Popular Combinations

• Aspirin (for coronary artery stenting)

Precautions

• General Precautions: Monitor CBC, especially during the first three months, due to the risk of neutropenia, agranulocytosis, and TTP. Monitor for signs of bleeding.
• Specific Populations: Same as mentioned in special cases under dosage section.
• Lifestyle Considerations: Alcohol consumption can increase the risk of bleeding.

FAQs (Frequently Asked Questions)

Q1: What is the recommended dosage for Aspirin + Ticlopidine?

A: For stroke prevention: Ticlopidine 250 mg twice daily. For coronary stenting: Ticlopidine 250 mg twice daily plus aspirin (dose as determined by the cardiologist) for up to 30 days post-procedure.

Q2: What are the most serious side effects of Ticlopidine?

A: TTP, aplastic anemia, agranulocytosis, and severe bleeding.

Q3: What is the mechanism of action of Ticlopidine?

A: Ticlopidine irreversibly inhibits ADP-induced platelet aggregation.

Q4: How does aspirin interact with ticlopidine?

A: Aspirin and ticlopidine have a synergistic effect on platelet aggregation, which can enhance the risk of bleeding.

Q5: Can ticlopidine be used during pregnancy?

A: Ticlopidine is generally considered safe during pregnancy, although caution is advised. However, aspirin should be avoided in the third trimester and ticlopidine co-administration should factor in potential drug interaction and subsequent risks.

Q6: Is ticlopidine safe for patients with liver disease?

A: Ticlopidine is contraindicated in patients with severe hepatic impairment and should be used with caution in mild to moderate hepatic impairment.

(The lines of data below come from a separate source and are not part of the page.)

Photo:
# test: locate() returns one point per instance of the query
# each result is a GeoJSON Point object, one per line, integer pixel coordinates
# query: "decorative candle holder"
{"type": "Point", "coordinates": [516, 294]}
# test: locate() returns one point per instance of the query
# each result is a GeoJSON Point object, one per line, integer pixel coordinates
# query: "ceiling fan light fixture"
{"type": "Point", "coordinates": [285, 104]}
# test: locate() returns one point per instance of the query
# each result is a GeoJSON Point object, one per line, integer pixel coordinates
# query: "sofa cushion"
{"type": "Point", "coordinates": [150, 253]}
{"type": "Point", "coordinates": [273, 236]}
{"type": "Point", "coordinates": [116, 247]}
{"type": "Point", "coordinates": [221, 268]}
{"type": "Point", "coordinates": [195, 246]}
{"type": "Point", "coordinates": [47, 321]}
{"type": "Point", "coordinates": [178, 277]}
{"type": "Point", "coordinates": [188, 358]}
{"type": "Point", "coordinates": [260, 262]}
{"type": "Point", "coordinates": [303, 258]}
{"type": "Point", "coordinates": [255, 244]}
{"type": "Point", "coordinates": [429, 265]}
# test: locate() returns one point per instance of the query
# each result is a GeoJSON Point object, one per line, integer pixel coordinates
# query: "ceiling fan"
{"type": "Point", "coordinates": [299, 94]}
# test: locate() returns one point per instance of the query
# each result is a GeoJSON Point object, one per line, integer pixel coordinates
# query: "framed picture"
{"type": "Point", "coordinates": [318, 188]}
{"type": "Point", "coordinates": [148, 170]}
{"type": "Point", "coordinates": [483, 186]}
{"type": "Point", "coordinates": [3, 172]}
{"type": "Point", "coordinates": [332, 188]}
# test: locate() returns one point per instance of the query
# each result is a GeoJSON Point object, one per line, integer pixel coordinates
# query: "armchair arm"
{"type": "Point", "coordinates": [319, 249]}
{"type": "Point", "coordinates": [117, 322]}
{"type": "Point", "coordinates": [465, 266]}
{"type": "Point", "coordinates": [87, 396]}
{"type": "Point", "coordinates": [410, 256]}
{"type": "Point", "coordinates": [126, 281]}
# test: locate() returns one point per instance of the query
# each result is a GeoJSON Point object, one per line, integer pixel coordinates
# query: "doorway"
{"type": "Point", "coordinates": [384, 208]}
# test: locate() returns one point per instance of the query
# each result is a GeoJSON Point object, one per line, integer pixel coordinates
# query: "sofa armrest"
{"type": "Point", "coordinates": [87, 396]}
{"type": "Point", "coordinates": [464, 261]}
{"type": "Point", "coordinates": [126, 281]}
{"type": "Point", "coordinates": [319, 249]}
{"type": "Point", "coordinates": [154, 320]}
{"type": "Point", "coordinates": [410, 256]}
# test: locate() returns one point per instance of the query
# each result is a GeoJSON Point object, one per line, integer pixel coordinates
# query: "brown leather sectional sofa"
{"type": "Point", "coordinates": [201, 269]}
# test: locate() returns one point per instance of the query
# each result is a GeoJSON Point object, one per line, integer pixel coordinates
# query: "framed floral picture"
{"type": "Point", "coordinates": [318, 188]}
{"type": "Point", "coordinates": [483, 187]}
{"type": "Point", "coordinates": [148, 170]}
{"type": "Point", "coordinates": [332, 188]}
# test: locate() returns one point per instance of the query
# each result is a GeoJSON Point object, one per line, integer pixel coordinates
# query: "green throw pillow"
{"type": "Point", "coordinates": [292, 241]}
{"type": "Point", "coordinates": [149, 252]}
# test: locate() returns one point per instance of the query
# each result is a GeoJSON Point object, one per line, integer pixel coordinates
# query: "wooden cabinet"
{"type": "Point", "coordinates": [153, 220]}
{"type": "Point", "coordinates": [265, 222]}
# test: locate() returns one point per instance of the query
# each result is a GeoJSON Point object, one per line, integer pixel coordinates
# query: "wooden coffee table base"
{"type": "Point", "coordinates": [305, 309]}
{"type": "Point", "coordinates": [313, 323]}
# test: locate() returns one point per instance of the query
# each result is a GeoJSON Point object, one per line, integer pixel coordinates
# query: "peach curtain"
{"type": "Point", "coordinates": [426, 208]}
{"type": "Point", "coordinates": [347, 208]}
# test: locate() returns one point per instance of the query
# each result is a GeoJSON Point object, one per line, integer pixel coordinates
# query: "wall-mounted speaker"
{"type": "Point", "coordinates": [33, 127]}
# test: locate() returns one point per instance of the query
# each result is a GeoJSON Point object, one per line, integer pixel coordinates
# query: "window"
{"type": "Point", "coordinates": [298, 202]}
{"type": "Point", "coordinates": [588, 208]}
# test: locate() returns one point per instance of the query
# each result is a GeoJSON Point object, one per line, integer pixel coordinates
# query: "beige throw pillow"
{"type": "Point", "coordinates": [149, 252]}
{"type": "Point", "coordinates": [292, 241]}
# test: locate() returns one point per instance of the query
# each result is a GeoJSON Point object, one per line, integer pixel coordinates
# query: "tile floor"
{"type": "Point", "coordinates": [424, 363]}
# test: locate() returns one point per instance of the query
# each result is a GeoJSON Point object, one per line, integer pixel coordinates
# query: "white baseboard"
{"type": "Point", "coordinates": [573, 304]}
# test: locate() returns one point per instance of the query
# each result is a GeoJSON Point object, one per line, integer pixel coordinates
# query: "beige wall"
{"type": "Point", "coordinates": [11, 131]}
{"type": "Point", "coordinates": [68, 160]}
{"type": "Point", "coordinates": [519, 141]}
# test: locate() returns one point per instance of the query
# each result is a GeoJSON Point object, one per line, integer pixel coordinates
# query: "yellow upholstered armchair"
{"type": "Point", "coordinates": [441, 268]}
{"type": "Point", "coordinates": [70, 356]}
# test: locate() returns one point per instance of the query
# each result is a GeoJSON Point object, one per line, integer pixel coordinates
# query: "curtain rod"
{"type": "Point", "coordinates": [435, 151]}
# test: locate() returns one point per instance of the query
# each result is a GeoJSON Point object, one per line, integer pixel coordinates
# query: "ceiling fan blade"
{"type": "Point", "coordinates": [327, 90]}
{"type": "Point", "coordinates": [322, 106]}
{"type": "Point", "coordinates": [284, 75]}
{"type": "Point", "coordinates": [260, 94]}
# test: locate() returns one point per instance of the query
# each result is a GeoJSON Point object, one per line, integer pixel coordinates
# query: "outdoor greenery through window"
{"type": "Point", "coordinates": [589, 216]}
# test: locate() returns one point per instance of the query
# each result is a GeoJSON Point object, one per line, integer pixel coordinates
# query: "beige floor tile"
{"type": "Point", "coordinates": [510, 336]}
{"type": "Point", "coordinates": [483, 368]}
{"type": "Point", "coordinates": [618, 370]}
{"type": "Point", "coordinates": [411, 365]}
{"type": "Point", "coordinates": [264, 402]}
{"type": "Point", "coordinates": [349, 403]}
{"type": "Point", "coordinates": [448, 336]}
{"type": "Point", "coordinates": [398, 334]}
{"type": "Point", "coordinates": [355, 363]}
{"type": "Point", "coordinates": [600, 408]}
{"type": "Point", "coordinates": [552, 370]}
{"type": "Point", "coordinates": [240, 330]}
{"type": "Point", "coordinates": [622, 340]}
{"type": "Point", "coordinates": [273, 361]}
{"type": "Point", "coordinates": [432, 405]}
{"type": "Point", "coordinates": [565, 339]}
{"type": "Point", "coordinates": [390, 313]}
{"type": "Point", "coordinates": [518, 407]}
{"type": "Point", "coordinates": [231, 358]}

Q7: What monitoring parameters are important for patients on ticlopidine?

A: Regular CBC with differential (especially during the first three months), liver function tests, and close monitoring for signs of bleeding are essential.

Q8: What are the common drug interactions of ticlopidine?

A: Aspirin, NSAIDs, anticoagulants, CYP2C19 inhibitors (e.g. cimetidine), and antacids.

Q9: What should patients know about taking ticlopidine?

A: Take with food to minimize gastrointestinal discomfort. Report any unusual bleeding or bruising immediately. Inform healthcare provider about all medications and supplements being taken. Regular blood tests are required to monitor for potential side effects.